I grew up in a Christian family – surprise, surprise! Praise the Lord for wonderful parents who take you to Sunday school and teach you all the Bible stories… but I had to grow up, I had to face the world alone, and I had to learn how to deal with pain. As a kid, you get bullied, as a teenager you think you’re able to make all the right decisions in your life, including relationships; you think you don’t need God, and I chose to stray away. He became an extra prop in my life, and I threw myself in relationships I knew wouldn’t benefit me. Again, and again my heart was broken and hurt, I was in an emotional rut, but I thought I would be able to heal myself and with time. The truth is time only helps you bury the pain, not heal it.
As I began my university studies, I entered one of the loneliest seasons I’ve had. I couldn’t handle the stress and I was only going to Church because I had to. My closest friends (who don’t even know about this story), were all busy with THEIR studies and we barely saw each other. I had tried to run away from God by avoiding all the Christian clubs on campus. I took a semester break and spent my days at home doing absolutely nothing. I isolated myself. I remember waking up on most days and feeling a weight of extreme sadness on me – the days I would ask God, “where are You?”, and hated life. I was comparing myself to my family and friends, for not being as smart or as pretty – it was a downward spiral.
I knew God, but not personally; I knew something needed to change, and I thought, maybe I should give Jesus another go – and that was how I planted myself in my current church. I was looking at the Church’s Instagram when I saw a comment made by a small group on a photo, and it was so unlike me – but I sent them a message. You could say the rest is history because I ended up attending my first church conference and camp that year.

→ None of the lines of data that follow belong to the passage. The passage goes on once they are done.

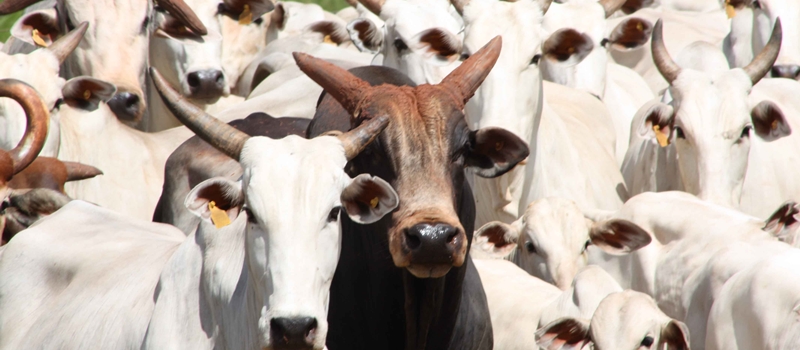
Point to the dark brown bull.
(407, 282)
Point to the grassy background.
(7, 21)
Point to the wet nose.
(791, 71)
(432, 243)
(293, 333)
(205, 84)
(126, 106)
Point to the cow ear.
(227, 196)
(496, 239)
(87, 93)
(658, 123)
(783, 223)
(567, 47)
(366, 36)
(368, 198)
(674, 336)
(564, 334)
(39, 28)
(494, 151)
(769, 121)
(618, 236)
(630, 34)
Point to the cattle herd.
(402, 174)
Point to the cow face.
(550, 240)
(713, 122)
(625, 320)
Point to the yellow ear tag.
(219, 217)
(663, 141)
(246, 16)
(37, 38)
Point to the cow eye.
(647, 341)
(334, 214)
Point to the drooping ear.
(784, 222)
(366, 36)
(87, 93)
(368, 198)
(227, 196)
(38, 28)
(630, 34)
(769, 121)
(567, 47)
(564, 334)
(658, 123)
(496, 239)
(674, 336)
(618, 237)
(494, 151)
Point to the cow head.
(711, 122)
(575, 53)
(625, 320)
(286, 209)
(550, 240)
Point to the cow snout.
(206, 84)
(127, 106)
(293, 333)
(791, 71)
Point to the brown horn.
(37, 117)
(762, 63)
(354, 141)
(612, 6)
(64, 46)
(10, 6)
(339, 83)
(222, 136)
(666, 66)
(79, 171)
(465, 79)
(184, 14)
(373, 5)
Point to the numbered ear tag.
(219, 217)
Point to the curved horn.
(79, 171)
(666, 66)
(762, 63)
(182, 12)
(466, 79)
(339, 83)
(37, 117)
(611, 6)
(373, 5)
(354, 141)
(222, 136)
(11, 6)
(64, 46)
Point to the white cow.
(579, 26)
(550, 241)
(255, 274)
(750, 32)
(570, 135)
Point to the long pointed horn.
(11, 6)
(466, 79)
(64, 46)
(354, 141)
(37, 117)
(762, 63)
(339, 83)
(666, 66)
(222, 136)
(79, 171)
(183, 13)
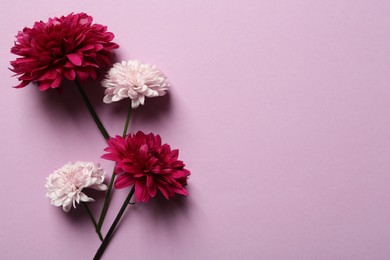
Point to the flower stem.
(107, 238)
(92, 111)
(127, 121)
(93, 220)
(108, 193)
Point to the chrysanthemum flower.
(69, 46)
(134, 80)
(65, 185)
(151, 166)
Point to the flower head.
(151, 166)
(134, 80)
(69, 46)
(65, 185)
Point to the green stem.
(92, 111)
(107, 238)
(109, 190)
(93, 220)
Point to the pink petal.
(75, 58)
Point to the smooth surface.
(280, 109)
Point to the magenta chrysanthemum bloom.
(151, 166)
(69, 46)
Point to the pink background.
(281, 110)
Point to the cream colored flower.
(134, 80)
(64, 186)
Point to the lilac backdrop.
(281, 110)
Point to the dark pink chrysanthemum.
(69, 46)
(151, 166)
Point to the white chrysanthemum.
(134, 80)
(64, 186)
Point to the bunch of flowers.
(75, 48)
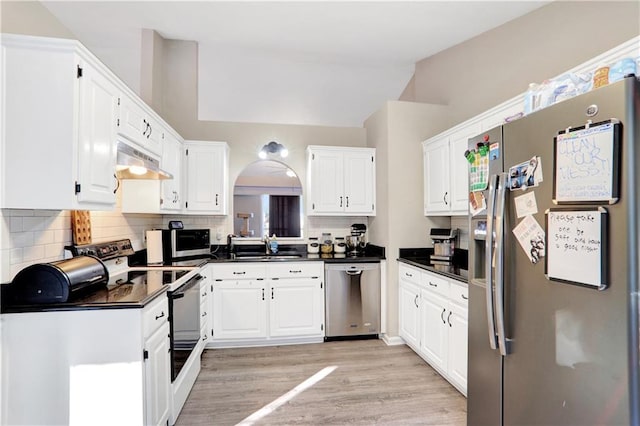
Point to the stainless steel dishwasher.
(352, 299)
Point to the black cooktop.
(130, 289)
(131, 286)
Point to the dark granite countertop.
(286, 253)
(419, 257)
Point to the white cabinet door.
(136, 125)
(296, 308)
(459, 168)
(157, 377)
(239, 309)
(97, 132)
(409, 320)
(436, 177)
(326, 183)
(172, 154)
(434, 338)
(341, 181)
(457, 356)
(359, 182)
(206, 177)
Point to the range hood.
(135, 164)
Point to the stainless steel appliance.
(356, 242)
(352, 299)
(177, 243)
(444, 244)
(541, 350)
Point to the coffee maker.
(356, 242)
(444, 244)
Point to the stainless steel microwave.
(177, 243)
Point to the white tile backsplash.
(39, 236)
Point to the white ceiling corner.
(327, 63)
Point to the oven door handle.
(179, 293)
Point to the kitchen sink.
(269, 257)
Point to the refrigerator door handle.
(499, 261)
(493, 182)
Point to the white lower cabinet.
(239, 309)
(157, 377)
(433, 321)
(409, 321)
(263, 304)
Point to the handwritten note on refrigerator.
(586, 165)
(576, 246)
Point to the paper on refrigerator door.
(531, 237)
(526, 204)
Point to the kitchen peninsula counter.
(420, 258)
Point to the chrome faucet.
(267, 245)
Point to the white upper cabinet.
(59, 117)
(172, 155)
(446, 172)
(206, 177)
(341, 181)
(137, 124)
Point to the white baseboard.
(392, 340)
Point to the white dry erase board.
(587, 164)
(577, 246)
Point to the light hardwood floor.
(373, 384)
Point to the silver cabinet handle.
(488, 246)
(499, 261)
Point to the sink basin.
(269, 257)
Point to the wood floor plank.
(373, 384)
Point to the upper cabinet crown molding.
(341, 181)
(59, 119)
(63, 113)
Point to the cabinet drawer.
(435, 283)
(410, 274)
(296, 270)
(238, 271)
(459, 294)
(204, 335)
(155, 315)
(204, 314)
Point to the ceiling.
(318, 63)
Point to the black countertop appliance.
(55, 282)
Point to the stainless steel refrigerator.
(553, 332)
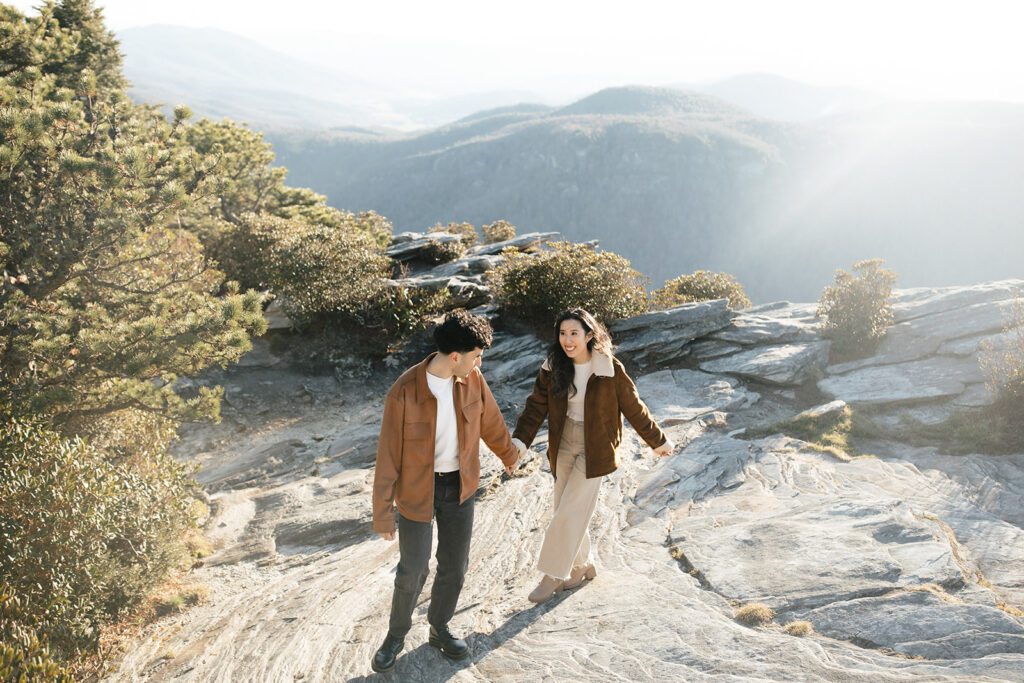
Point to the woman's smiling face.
(572, 339)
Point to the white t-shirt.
(583, 373)
(445, 431)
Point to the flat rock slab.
(794, 528)
(939, 377)
(786, 365)
(412, 246)
(681, 395)
(921, 624)
(520, 242)
(923, 337)
(513, 359)
(922, 301)
(664, 336)
(751, 329)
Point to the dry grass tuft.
(800, 629)
(755, 613)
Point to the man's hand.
(509, 469)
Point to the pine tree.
(101, 306)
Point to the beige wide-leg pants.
(566, 544)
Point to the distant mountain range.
(775, 182)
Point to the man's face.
(464, 363)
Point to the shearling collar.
(602, 365)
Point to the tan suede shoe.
(546, 589)
(580, 574)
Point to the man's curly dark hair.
(463, 332)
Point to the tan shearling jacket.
(610, 394)
(404, 471)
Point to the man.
(428, 464)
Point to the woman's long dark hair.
(562, 371)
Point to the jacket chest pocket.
(471, 423)
(416, 439)
(471, 412)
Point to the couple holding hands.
(428, 461)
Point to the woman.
(583, 391)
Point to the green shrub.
(538, 287)
(24, 654)
(465, 230)
(856, 308)
(755, 613)
(83, 539)
(436, 251)
(701, 286)
(498, 231)
(799, 629)
(315, 268)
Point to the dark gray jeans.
(455, 526)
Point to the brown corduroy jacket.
(610, 394)
(404, 472)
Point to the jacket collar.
(422, 388)
(602, 366)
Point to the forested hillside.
(678, 181)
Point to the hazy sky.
(911, 48)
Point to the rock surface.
(909, 564)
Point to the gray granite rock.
(521, 242)
(513, 359)
(824, 409)
(776, 364)
(923, 337)
(469, 267)
(975, 395)
(921, 380)
(464, 293)
(750, 329)
(712, 348)
(663, 336)
(919, 302)
(275, 316)
(925, 624)
(785, 309)
(411, 249)
(681, 395)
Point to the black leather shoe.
(385, 656)
(452, 647)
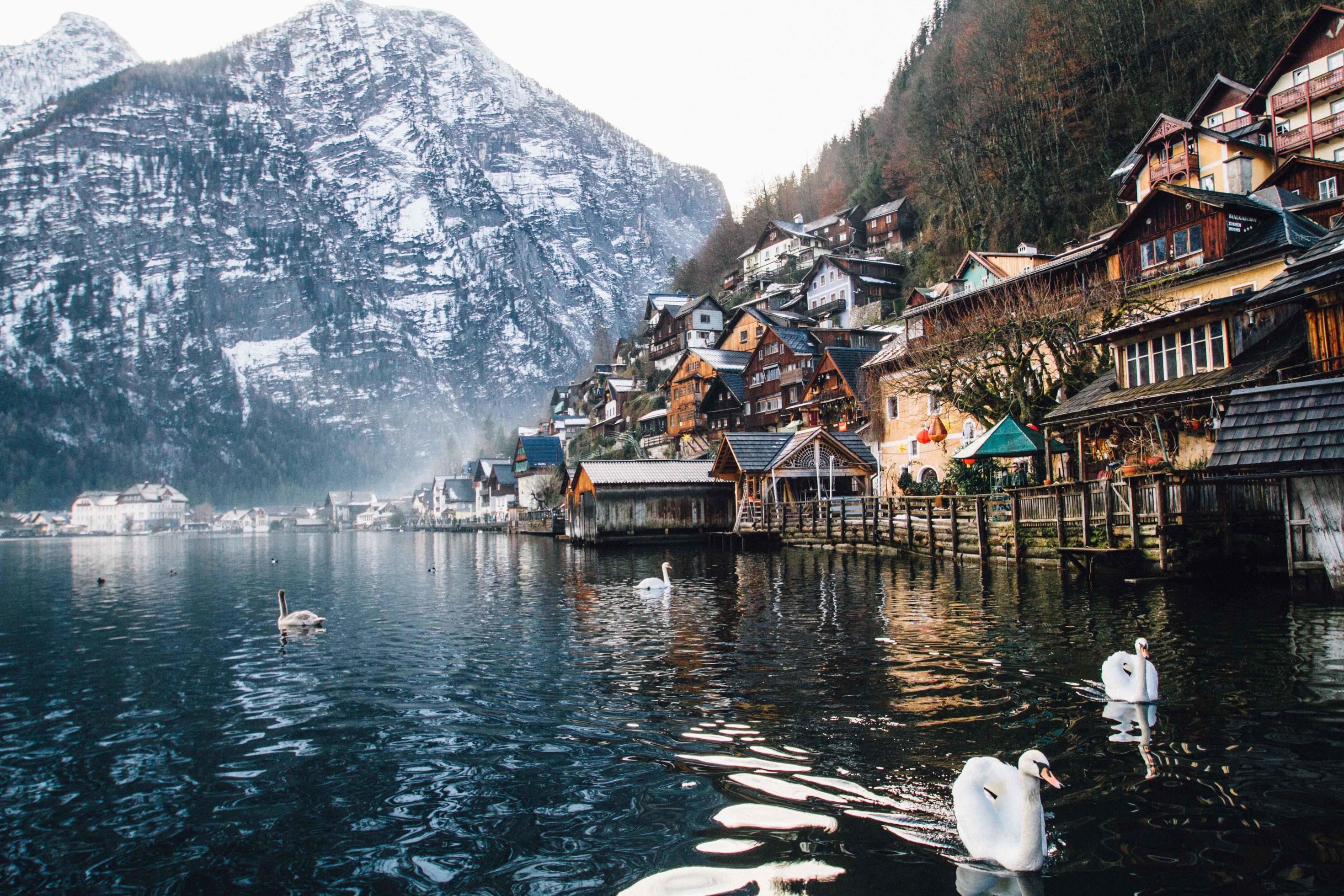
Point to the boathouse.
(624, 500)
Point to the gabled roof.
(721, 359)
(1296, 425)
(1220, 82)
(1289, 58)
(1104, 398)
(650, 473)
(847, 363)
(799, 340)
(886, 208)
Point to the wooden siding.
(1326, 335)
(613, 513)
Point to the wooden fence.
(1140, 513)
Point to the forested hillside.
(1006, 119)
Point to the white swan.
(299, 619)
(997, 808)
(1131, 676)
(656, 585)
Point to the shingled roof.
(1297, 425)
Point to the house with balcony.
(1202, 257)
(848, 292)
(690, 381)
(783, 246)
(1218, 145)
(777, 375)
(837, 394)
(1303, 93)
(694, 324)
(885, 228)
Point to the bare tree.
(1017, 350)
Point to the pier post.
(1086, 513)
(952, 517)
(981, 549)
(1136, 539)
(1108, 501)
(1160, 501)
(1017, 528)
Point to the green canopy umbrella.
(1008, 438)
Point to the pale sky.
(748, 89)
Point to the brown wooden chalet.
(886, 225)
(835, 397)
(690, 381)
(777, 371)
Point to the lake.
(522, 722)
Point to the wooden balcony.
(1166, 171)
(1236, 124)
(1315, 132)
(1300, 95)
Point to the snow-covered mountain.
(312, 256)
(77, 52)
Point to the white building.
(142, 508)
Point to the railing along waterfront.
(1133, 513)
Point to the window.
(1187, 242)
(1153, 251)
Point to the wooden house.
(886, 226)
(690, 379)
(795, 467)
(1303, 91)
(777, 373)
(837, 394)
(632, 500)
(537, 460)
(1218, 147)
(850, 292)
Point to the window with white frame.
(1187, 242)
(1153, 251)
(1173, 355)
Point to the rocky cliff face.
(311, 257)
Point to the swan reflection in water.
(774, 879)
(1135, 723)
(977, 882)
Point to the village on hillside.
(1199, 338)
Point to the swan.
(997, 808)
(1131, 676)
(299, 619)
(656, 585)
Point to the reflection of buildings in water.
(1316, 633)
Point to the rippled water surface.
(525, 723)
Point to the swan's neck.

If you haven’t been to a church camp before, I can honestly say it will be a defining moment of your life – well, at least it was for me. Things haven’t really changed at that point for me personally but coming into camp was something else. I stood in a worship session, filled with unresolved brokenness that I had suppressed, and there was this song with the lyrics “You call me beautiful…”. I just clung onto those words so desperately, then God spoke to me – saying He was going to remove every bit of hurt and insecurity in me. Every time I look back at that moment, I know I’m not the same person that I was then, and I couldn’t have done it without Jesus. I could never have made myself better, I could never have made myself secure, it was all supernatural because of the love and power of Jesus.
I have given up one entire year as a sacrifice to God by doing Bible College, only because He first gave up everything for me; now all that I get to do for Him is a privilege. No, I’m not perfect all the time but I really want to give Him my best every moment. Representing Zion’s Hill and wearing the shirt is really more than just wearing clothes, but an opportunity to glorify the Him.
“What you wear shows who you belong to” – that couldn’t be truer. Who do you belong to? Is it the One who gave up His life for you, created you, and chose you? God chose me, so everything that is me belongs to Him.